Penerjemahan merupakan Tindakan yang bersifat ideologis dan politis. Pada


penerjemah di era kolonial Hindia- Belanda [1880- 1930-an] sebagai satu mediator
dan bagian dari tindakan yang menjadi kunci dalam menegosiasikan identitasnya.
Teks- teks yang diterjemahkan telah melalui berbagai seleksi, baik secara ideologis,
kultural, dan politis. Penerjemahan juga berhubungan dengan persoalan negosiasi
identitas. Sang penerjemah dihadapkan pada “perjumpaan kebudayaan”. Sang
pembaca juga demikian. Dalam proses negoisasi identitas itu terdapat satu strategi
tertentu dalam menghadapi kontruksi identitas yang ditawarkan oleh teks asalnya.
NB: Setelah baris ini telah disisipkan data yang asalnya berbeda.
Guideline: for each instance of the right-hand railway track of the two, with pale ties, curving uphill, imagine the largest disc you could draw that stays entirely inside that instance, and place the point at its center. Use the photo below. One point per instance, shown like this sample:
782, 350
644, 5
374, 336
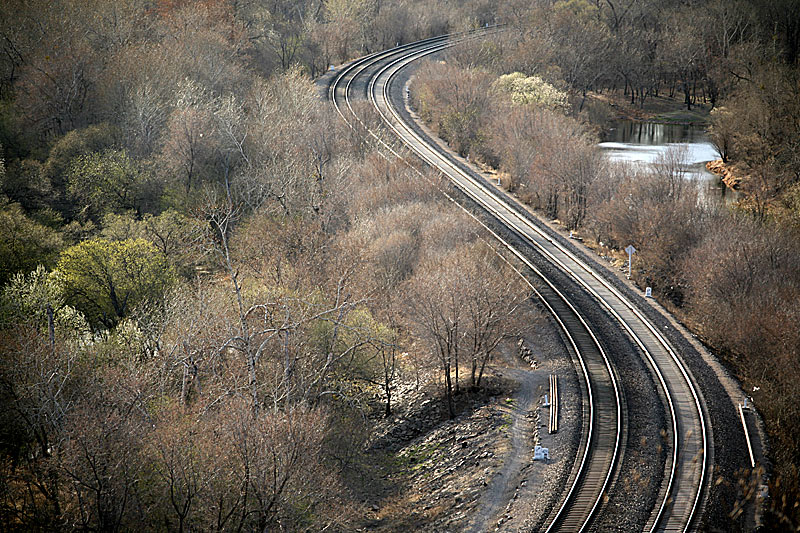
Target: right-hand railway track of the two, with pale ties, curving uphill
656, 519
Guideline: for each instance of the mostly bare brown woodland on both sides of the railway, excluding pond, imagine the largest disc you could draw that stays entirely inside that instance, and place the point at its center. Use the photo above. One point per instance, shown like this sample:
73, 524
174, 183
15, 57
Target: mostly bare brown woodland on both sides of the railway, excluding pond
211, 288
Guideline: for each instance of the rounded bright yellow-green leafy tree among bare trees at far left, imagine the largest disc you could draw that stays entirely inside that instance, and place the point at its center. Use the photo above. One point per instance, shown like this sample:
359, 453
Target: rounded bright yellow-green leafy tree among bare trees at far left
107, 279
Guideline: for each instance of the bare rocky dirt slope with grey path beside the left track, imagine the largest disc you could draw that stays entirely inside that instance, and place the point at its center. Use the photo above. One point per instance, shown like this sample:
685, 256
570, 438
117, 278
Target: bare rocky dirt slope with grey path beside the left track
475, 472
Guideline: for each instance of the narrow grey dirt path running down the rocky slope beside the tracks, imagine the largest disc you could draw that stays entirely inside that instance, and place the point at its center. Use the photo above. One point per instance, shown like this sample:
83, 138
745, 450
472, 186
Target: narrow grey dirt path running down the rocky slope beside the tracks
502, 487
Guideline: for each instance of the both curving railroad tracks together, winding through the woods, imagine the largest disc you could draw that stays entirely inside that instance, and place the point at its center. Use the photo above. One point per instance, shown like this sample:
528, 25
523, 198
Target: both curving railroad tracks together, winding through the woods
681, 492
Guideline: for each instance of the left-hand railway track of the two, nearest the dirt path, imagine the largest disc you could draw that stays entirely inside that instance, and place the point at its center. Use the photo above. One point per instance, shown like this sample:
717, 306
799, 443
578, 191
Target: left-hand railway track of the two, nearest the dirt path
580, 521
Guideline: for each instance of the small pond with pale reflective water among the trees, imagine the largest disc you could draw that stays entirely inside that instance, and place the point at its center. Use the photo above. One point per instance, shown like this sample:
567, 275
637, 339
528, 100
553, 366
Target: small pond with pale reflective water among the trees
642, 142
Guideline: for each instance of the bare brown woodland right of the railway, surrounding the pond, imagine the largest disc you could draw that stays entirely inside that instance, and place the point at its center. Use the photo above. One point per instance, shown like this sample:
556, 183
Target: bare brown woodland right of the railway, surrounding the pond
530, 103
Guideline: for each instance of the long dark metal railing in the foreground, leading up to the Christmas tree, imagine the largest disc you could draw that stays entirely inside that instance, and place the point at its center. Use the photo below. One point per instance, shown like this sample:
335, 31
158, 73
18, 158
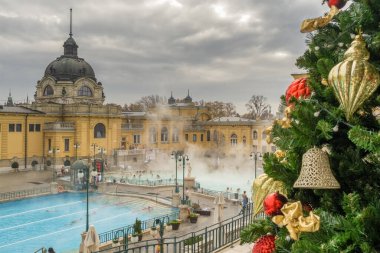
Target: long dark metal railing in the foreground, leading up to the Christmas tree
206, 240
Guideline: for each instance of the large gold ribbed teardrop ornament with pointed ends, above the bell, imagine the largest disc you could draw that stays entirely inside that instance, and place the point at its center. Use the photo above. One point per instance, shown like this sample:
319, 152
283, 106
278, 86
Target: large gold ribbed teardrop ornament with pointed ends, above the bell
354, 79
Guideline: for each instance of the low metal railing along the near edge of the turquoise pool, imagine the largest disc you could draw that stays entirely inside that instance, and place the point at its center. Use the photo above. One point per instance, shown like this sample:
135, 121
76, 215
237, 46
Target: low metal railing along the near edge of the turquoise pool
128, 230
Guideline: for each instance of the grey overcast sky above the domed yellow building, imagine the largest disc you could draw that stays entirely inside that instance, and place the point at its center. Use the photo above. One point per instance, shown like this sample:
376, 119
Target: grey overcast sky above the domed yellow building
225, 50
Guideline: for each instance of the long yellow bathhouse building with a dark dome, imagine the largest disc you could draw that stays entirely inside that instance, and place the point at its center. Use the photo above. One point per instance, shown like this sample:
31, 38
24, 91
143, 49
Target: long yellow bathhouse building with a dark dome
68, 120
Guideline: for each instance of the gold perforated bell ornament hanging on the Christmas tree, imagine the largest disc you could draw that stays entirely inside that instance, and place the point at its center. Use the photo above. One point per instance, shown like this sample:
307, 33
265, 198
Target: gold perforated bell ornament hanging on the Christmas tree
316, 172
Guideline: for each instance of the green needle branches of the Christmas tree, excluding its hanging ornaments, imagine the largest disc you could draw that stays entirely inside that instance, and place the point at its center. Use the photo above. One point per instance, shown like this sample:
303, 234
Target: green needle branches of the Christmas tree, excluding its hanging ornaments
350, 216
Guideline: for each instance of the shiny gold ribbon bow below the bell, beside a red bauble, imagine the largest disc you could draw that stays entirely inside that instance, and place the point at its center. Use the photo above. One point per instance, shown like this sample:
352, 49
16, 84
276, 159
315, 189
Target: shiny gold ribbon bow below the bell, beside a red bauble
294, 220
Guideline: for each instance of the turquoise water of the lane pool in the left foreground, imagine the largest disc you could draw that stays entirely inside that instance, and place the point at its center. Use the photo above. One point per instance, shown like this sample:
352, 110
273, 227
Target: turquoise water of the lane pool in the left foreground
58, 220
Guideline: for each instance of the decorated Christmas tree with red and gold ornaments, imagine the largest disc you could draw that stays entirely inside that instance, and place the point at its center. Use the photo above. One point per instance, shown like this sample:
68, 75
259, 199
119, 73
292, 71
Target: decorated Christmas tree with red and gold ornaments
336, 112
Kelahiran satu teks dapat dipandang sebagai bentuk partisipasi kultural dan sebagai
bentuk perjuangan terhadap batas- batas yang dibuat oleh ruang kuasa [bdk. Bromley,
2003:3].

A. PENERJEMAHAN SASTRA EROPA ERA KOLONIAL


Penerjemah sastra Eropa sangat cukup beragam. Keragaman ini dapat dilihat
dari latar belakang etnik atau ras, pekerjaan, dan ruang geografisnya, baik fisik dan
budaya. Latar etnik atau ras pada awalnya didominasi oleh orang Eropa dan
peranakan Tionghoa. Penerjemah yang terkenal pada masa awal adalah Carel
Frederick Winter [1799- 1859] yang menerjemahkan Kisah Seribu Satu Malam dalam
bahasa jawa [Serat cariyos sewu satunggil dalu]. Generasi selanjutnya adalah A.F.
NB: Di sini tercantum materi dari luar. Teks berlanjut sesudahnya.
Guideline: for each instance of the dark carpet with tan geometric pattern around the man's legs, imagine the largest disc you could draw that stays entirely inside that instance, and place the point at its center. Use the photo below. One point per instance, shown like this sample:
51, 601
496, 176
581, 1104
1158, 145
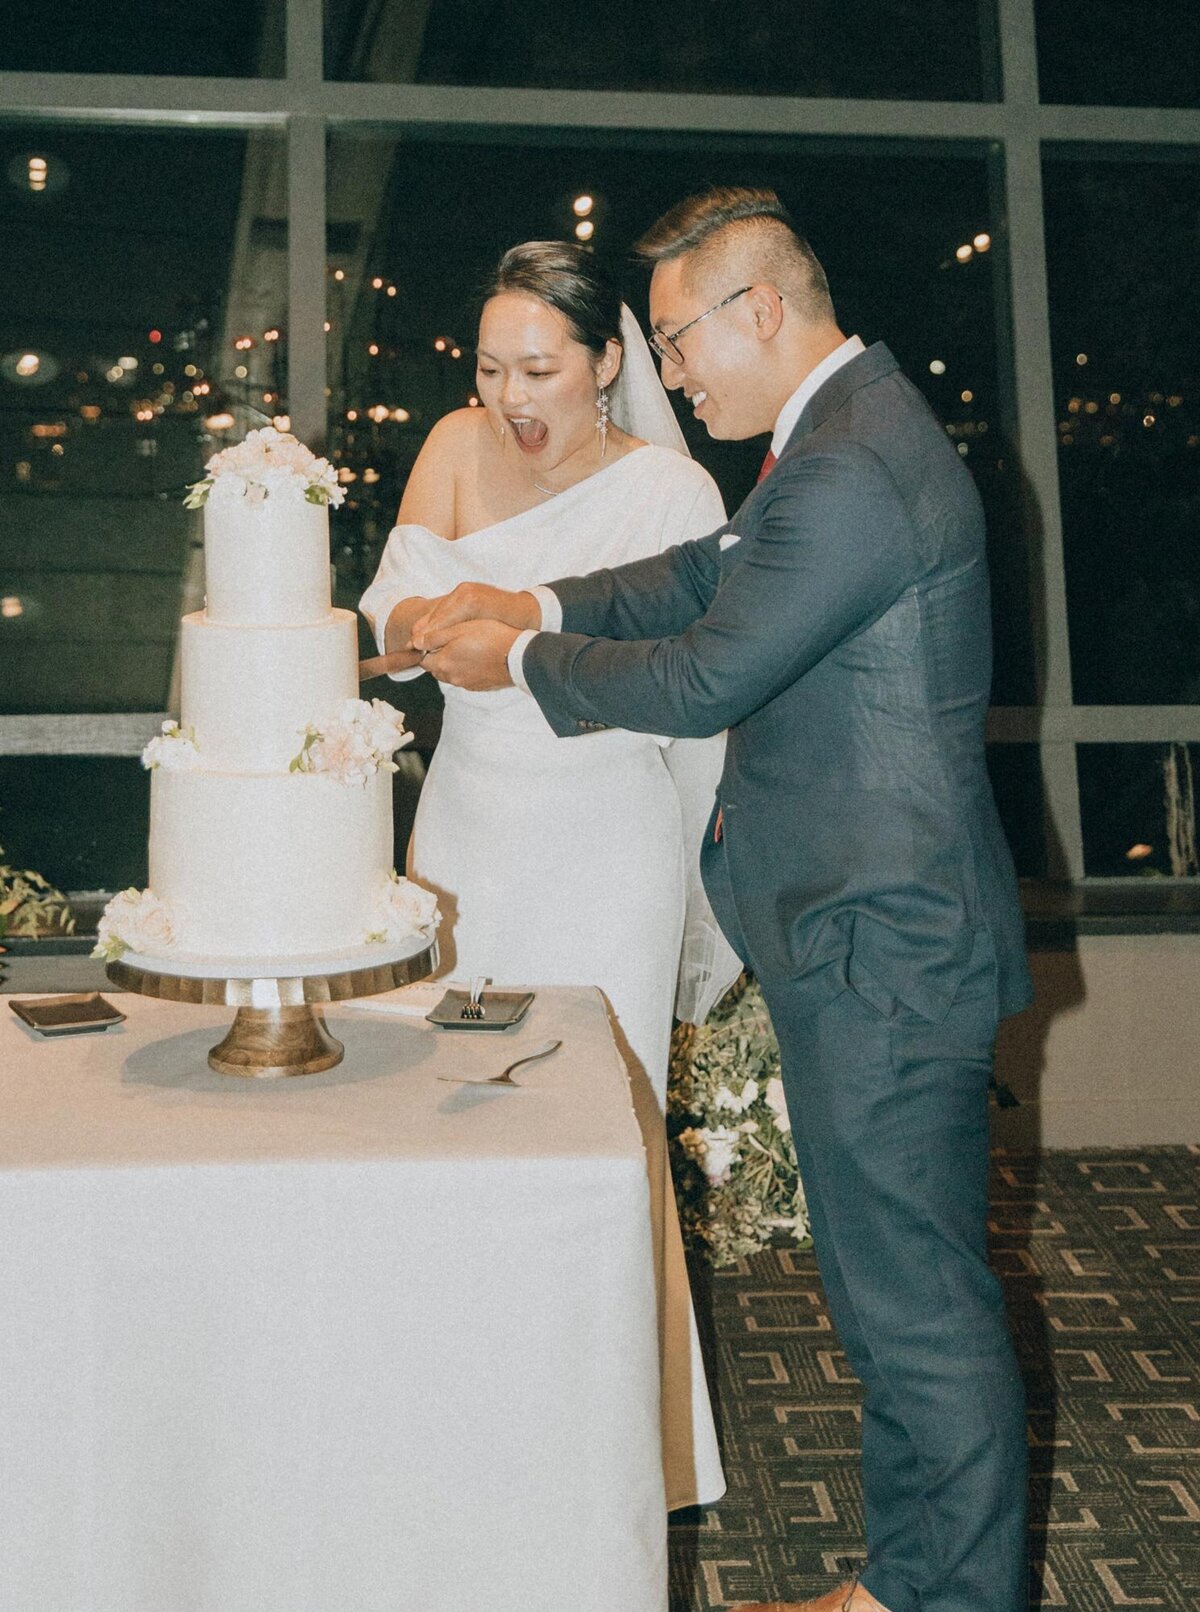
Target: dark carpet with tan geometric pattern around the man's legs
1101, 1261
von de Wall, G.C.T. Van Dorp, W.N.J.G. Claasz, Ferdinand Winggers. Para
penerjemah ini adalah bagian dari sistem pemerintah kolonial Belanda.
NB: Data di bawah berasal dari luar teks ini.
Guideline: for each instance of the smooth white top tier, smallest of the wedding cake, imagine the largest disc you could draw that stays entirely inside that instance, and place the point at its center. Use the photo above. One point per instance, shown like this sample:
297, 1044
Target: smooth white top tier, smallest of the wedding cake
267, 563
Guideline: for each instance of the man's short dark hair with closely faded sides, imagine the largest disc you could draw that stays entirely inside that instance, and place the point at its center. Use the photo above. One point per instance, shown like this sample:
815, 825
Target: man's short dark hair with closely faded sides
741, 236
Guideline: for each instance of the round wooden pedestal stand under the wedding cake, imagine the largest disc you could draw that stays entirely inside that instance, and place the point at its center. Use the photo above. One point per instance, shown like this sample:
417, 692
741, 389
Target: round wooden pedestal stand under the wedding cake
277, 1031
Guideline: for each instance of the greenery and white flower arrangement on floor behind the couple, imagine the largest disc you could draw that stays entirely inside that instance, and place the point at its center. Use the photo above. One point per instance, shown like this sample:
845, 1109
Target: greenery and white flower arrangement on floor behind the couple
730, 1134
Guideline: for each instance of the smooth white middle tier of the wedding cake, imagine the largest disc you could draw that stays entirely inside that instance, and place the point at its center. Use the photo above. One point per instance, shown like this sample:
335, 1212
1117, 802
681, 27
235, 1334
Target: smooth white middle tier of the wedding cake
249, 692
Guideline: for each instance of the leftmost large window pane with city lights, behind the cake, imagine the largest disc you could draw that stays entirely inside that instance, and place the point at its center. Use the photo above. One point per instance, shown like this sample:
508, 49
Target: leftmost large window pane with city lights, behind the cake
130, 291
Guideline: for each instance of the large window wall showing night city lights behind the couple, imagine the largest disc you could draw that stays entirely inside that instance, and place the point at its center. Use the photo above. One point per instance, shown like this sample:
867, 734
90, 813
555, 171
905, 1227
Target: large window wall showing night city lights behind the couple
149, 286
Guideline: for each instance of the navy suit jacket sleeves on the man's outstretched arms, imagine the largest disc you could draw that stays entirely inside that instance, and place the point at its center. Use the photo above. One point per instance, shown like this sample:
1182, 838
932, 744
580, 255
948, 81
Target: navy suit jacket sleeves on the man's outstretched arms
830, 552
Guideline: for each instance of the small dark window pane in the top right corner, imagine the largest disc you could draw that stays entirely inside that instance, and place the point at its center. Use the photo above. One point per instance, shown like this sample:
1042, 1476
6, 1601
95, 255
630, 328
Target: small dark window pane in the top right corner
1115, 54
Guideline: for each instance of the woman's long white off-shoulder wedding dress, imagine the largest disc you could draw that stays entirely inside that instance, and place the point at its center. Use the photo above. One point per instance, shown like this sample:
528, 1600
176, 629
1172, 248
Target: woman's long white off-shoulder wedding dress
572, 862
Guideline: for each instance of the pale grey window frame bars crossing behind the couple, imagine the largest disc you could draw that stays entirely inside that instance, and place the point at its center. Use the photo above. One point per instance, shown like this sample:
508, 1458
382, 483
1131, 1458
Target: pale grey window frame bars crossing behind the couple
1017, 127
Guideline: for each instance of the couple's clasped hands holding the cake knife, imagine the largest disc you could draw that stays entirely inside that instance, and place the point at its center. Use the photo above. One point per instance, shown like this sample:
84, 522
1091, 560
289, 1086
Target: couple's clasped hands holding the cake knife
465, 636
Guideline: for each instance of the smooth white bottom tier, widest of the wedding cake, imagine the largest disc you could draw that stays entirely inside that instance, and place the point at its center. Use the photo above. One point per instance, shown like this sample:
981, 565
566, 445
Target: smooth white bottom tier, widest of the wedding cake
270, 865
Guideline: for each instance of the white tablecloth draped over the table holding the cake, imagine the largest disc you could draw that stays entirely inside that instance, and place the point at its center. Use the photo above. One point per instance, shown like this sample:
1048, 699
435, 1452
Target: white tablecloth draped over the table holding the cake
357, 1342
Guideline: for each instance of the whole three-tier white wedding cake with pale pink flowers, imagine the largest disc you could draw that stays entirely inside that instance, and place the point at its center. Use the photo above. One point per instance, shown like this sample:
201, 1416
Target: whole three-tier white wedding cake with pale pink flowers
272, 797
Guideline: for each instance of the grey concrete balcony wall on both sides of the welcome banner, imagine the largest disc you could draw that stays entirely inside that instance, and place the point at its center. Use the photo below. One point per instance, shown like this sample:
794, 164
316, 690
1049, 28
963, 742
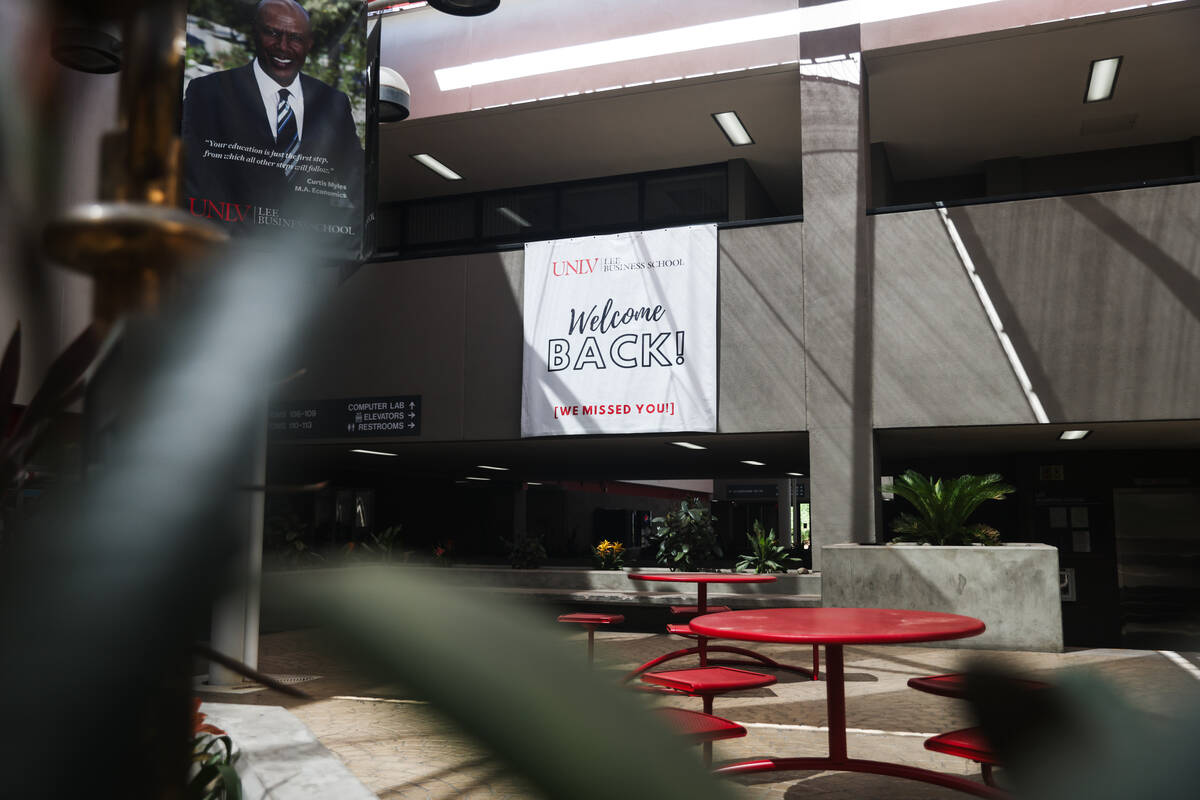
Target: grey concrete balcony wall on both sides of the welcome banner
1100, 293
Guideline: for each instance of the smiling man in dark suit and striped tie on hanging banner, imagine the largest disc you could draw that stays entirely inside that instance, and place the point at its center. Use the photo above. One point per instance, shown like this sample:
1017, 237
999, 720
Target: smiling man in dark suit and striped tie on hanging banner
266, 142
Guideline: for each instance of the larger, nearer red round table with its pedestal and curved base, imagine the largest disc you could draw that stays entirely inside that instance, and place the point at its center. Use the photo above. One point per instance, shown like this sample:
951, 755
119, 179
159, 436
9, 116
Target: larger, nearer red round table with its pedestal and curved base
837, 628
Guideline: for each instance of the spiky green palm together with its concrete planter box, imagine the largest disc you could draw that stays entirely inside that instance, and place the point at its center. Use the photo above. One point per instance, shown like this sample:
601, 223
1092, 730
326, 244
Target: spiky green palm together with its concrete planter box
937, 563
Ferdinand Wiggers, lahir sekitar tahun 1862 [ Adam, 1984:48]. Bersama
dengan Lie Kim Hok, dia menerjemahkan Le Comte de Monte Cristo [Salmon,
1981:228-232]. Ferdinand Wiggers juga menerjemahkan Van Slaaf tot Vorst dalam
judul [ Melati van Java]. Ferdinand Wiggers adalah seorang jurnalis dan aktif dalam
bidang kesenian dan ikut membantu perkembangan dari Komedie stamboel
[Sykoersky, 1980:500].
Lie Kim Hok, merupakan seorang beretnis peranakan Tionghoa. Ia memiliki
pemikiran yang konservatif terhadap budaya Tionghoa. Lie Kim Hok tergabung
dalam organisasi yakni recinanisasi melalui Tiong Hua Hui Kwan dan tercatat bahwa
ia adalah pendirinya [ Kwee, 1997, Salmon, 1981]. Hal ini dibuktikan dengan
terjemahannya yang akrab dengan karya- karya Barat seperti Thacheray, dan dari
Latontaine hingga Emilie Zola dan Thalers hingga Daum.
Wakil dari generasi selanjutnya adalah Lauw Giok Lan atau Liu Njuk Lan
[1882- 1953]. Karirnya menunjukan bahwa ia seorang yang lebih menyukai gerakan
Tiongkok yang moderat, seperti revulusi Sun Yat Sen. Hal ini dibuktikan dengan
pengabdiannya di surat kabar Sin Po, yang ketika itu dibawah pemimpin redaksinya
adalah J.R. Razoux Kuhlr [ seorang Jerman, sekitar 1916]. Karir jurnalistiknya tidak
hanya di Sin Po saja, tetapi pernah bergabung dengan Penghiboer, Sin Bin, Lay Po,
dan Keng Po.

B. KARYA TERJEMAHAN
Menurut catatan dari Jedamski (2009: 173), terjemahan teks Eropa ke dalam bahasa
pribumi atau bahasa Melayu berhubungan dengan kepentingan kolonial dan misi
Kristen. Masa awal dari proses terjemahan teks eropa ini tidak terorganisasi secara
kelembagaan. Meskipun demikian, karya Barat yang diterjemahkan untuk pementasa
drama juga cukup beragam, seperti karya dari William Shakespeare [1881] dan karya
dari Victor Ido [Sumarjo, 1992, 91, 112].